Vendo-o afundar cada vez mais na armadilha, Song Beiyun sorriu e foi até o responsável, murmurou algumas palavras e logo trouxeram um novo vale e mais mil taéis.

Yu firmou o polegar no papel, subiu as mangas, pronto para apostar. Song Beiyun se aproximou e sussurrou:

— Senhor, escute… Veja aquele canto, tente lá. Não paga muito, mas pelo menos recupera um pouco, de grão em grão.

De fato, como Song Beiyun previra, Yu recuperou um pouco do dinheiro nessas rodadas, não muito, mas suficiente para se animar. Trocou todo o resto por argolas e continuou, repetindo o ciclo. No fim, perdera menos de duzentas taéis. Song Beiyun sugeriu mais de uma vez que parasse.

Mas jogador viciado só se satisfaz quando perde até o último centavo. Yu não aceitou o conselho, ao contrário, expulsou Song Beiyun, dizendo para não atrapalhar sua sorte.

Aos poucos, a exaustão o dominou; nem o alvo mais fácil conseguia acertar. A vista escureceu, a cabeça girava. Em pouco tempo, tudo que havia recuperado se esvaiu, restando nada.

— Maldição! Que azar! — resmungou, descansando um instante — Tragam… mais cinco mil taéis!

Ao redor, todos prenderam o fôlego. Song Beiyun, impassível, ainda tentou persuadi-lo, mas Yu já não ouvia mais nada. Pediu cinco mil, cinco mil recebeu.

Quando chegou a meia-noite, quase noite fechada, Yu já devia onze mil e quatrocentas taéis — uma soma que, comparada ao salário mensal de noventa taéis de seu pai, equivalia a cento e vinte e seis meses de trabalho. Exatos dez anos e meio.

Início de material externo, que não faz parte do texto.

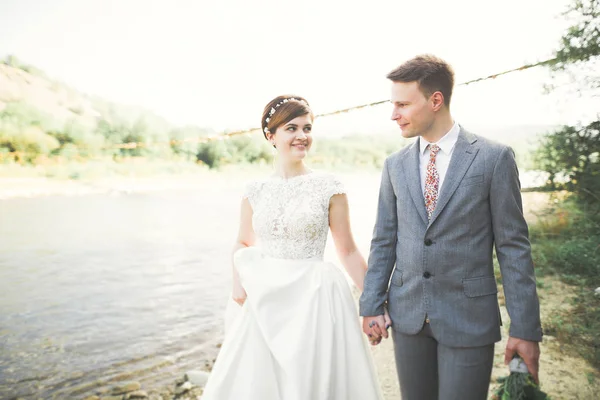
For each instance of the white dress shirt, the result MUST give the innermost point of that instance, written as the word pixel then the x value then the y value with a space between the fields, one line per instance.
pixel 442 160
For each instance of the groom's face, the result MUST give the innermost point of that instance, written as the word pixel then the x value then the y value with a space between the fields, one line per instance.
pixel 412 111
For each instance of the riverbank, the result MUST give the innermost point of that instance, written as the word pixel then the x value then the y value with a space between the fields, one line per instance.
pixel 141 180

Ao chegar a esse ponto, Yu estava em choque. Sentado, imóvel, ouviu o responsável dizer:

— Senhor Yu, os primeiros três dias sem juros, depois disso, começa a contar.

A boca de Yu se abriu, mas nenhuma palavra saiu, parecia um peixe morto.

Só depois de perder tudo percebeu o que fizera. Sentado, sentia mãos e pés gelados, mas já não havia volta. Restava-lhe apenas voltar e implorar misericórdia ao pai.

Song Beiyun, agachado, recolhia seus pertences. Olhou para o responsável, sorriu e fez um aceno:

— Agradeça ao tio Ye por mim. Em breve, irei visitá-lo.

— Como quiser, jovem. — O responsável balançou o vale de dívida — Esta já é a relíquia preferida do dono Ye.

— Diga ao dono Ye: menos carne, menos carne, menos carne — repetiu Song Beiyun três vezes — Coisas importantes dizem-se três vezes, senão um dia ele não conseguirá mais andar.

— O dono Ye agradece.

Song Beiyun acenou:

— É pouco. E quanto ao depois?

O responsável balançou o vale:

— Um simples magistrado… Com esse papel assinado, ele não poderá negar.

— Ótimo, então deixo por conta do dono Ye.

— Não é problema.

O responsável se afastou com rosto impassível e Song Beiyun, rindo, cutucou a cabrita adormecida ao lado:

— Vamos, vou te pagar um bom jantar.